Despite decades of intense research the equilibrium sensitivity of Earth's climate system, the amount by which the global mean surface temperature would change in response to a sustained change in a radiative flux component, remains uncertain to more than a factor of 2. Earth's climate system is a balance between incoming shortwave (solar) radiation and outgoing longwave (thermal infrared) radiation. Consequently any changes in Earth's temperature or heat content must be due to an imbalance between these two energy fluxes. From energy balance considerations the equilibrium sensitivity of such an isolated system is equal to the quotient of the relaxation time constant of the system and the pertinent heat capacity. These considerations are applied to Earth's climate system to provide an independent empirical determination of Earth's climate sensitivity. Observational data are used to determine the heat capacity of the global ocean from regression of ocean heat content vs. global mean surface temperature, GMST, is 14 ± 6 W yr m-2 K-1, equivalent to 110 m of ocean water; other sinks raise the effective planetary heat capacity to 17 ± 7 W yr m-2 K-1 (all uncertainties are 1-sigma estimates).
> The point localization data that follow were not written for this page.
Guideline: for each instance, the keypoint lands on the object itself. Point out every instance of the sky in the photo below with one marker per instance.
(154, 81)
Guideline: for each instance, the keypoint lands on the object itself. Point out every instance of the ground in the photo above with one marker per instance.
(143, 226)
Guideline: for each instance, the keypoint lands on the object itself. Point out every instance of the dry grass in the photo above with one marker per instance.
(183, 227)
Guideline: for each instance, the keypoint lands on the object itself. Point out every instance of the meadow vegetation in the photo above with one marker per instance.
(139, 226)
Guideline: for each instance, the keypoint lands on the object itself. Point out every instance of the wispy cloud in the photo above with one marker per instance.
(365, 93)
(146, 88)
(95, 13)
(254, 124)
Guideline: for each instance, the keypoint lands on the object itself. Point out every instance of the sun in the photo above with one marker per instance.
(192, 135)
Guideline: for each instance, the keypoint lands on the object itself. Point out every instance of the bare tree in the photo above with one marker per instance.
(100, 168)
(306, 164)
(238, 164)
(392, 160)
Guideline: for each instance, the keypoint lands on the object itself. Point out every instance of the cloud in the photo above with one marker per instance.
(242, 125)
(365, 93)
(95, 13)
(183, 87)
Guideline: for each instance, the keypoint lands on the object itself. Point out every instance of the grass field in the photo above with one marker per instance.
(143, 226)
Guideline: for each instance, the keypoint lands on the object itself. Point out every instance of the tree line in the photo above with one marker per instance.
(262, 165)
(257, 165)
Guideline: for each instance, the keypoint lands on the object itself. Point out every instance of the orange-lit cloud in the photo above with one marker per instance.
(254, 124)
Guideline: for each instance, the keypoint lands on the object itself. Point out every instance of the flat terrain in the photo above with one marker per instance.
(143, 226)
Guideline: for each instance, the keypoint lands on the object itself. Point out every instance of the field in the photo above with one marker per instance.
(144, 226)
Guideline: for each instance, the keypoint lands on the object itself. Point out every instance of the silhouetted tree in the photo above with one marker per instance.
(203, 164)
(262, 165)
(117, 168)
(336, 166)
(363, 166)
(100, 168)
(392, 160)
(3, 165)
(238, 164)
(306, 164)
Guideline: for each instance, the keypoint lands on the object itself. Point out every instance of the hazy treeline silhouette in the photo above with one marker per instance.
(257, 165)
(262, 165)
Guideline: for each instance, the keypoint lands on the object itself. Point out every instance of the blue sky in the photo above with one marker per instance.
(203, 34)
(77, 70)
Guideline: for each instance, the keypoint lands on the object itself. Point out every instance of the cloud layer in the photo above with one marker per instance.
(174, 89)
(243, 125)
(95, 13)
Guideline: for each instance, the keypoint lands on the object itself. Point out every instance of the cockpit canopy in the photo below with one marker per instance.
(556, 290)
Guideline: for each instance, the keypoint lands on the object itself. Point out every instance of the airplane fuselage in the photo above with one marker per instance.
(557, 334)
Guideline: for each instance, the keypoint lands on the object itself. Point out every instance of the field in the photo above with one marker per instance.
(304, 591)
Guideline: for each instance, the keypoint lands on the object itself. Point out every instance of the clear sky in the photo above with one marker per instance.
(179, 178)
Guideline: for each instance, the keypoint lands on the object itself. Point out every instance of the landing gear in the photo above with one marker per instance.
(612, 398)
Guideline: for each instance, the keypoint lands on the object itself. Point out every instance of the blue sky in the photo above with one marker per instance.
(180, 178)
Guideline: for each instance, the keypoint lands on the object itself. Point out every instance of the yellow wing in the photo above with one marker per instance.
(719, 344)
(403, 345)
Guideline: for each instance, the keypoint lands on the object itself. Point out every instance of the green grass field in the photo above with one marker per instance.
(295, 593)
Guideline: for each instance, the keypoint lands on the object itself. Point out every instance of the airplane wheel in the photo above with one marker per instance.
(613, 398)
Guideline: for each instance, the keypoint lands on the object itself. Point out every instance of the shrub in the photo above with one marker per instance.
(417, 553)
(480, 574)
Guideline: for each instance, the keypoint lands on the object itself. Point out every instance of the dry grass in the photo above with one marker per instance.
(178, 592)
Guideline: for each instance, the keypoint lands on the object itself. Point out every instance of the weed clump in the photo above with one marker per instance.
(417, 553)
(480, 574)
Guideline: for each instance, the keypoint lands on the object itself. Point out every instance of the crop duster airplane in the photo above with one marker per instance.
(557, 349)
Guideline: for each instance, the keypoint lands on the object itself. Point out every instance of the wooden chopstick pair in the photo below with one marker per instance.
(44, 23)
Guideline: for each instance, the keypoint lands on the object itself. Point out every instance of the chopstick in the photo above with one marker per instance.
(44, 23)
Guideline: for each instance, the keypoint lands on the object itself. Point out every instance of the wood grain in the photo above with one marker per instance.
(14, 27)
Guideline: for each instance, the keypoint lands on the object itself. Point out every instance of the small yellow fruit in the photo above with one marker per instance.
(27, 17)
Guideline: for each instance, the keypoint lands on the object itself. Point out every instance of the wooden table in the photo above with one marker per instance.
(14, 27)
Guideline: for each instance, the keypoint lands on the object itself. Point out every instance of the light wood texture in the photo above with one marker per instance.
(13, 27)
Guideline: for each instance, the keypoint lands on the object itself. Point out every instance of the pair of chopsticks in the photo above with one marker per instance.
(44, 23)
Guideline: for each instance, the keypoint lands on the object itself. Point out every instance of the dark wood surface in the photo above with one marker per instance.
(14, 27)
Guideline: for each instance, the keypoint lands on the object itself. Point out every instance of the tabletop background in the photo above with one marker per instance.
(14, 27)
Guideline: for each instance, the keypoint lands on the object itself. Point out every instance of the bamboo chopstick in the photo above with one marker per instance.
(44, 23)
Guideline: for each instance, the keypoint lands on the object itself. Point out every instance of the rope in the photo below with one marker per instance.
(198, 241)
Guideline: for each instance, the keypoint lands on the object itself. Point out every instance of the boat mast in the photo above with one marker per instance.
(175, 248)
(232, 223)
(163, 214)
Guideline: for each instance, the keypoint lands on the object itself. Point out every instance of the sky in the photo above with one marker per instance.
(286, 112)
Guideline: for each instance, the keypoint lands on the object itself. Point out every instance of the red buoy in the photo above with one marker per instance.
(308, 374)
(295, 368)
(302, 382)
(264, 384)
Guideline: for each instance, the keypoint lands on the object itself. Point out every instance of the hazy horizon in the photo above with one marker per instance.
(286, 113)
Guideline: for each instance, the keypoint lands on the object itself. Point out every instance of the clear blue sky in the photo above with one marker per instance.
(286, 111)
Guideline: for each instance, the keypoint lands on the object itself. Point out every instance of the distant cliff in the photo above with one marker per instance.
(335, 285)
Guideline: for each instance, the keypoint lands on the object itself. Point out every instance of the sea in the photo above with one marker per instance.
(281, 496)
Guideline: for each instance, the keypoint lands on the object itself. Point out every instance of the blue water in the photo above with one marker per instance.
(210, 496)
The time constant pertinent to changes in GMST is determined from autocorrelation of that quantity over 1880-2004 to be 8.5 ± 2.5 yr. The resultant equilibrium climate sensitivity, 0.51 ± 0.26 K/(W m-2), corresponds to an equilibrium temperature increase for doubled CO2 of 1.9 ± 1.0 K, somewhat lower than the central estimate of the sensitivity given in the 2007 Assessment Report of the Intergovernmental Panel on Climate Change, but consistent within the uncertainties of both estimates. The short climate system time constant implies that global mean surface temperature is in near equilibrium with the applied forcing. Forcing over the twentieth century other than that due to greenhouse gases, ascribed mainly to tropospheric aerosols, is estimated as -1.1 ± 0.7 W m-2.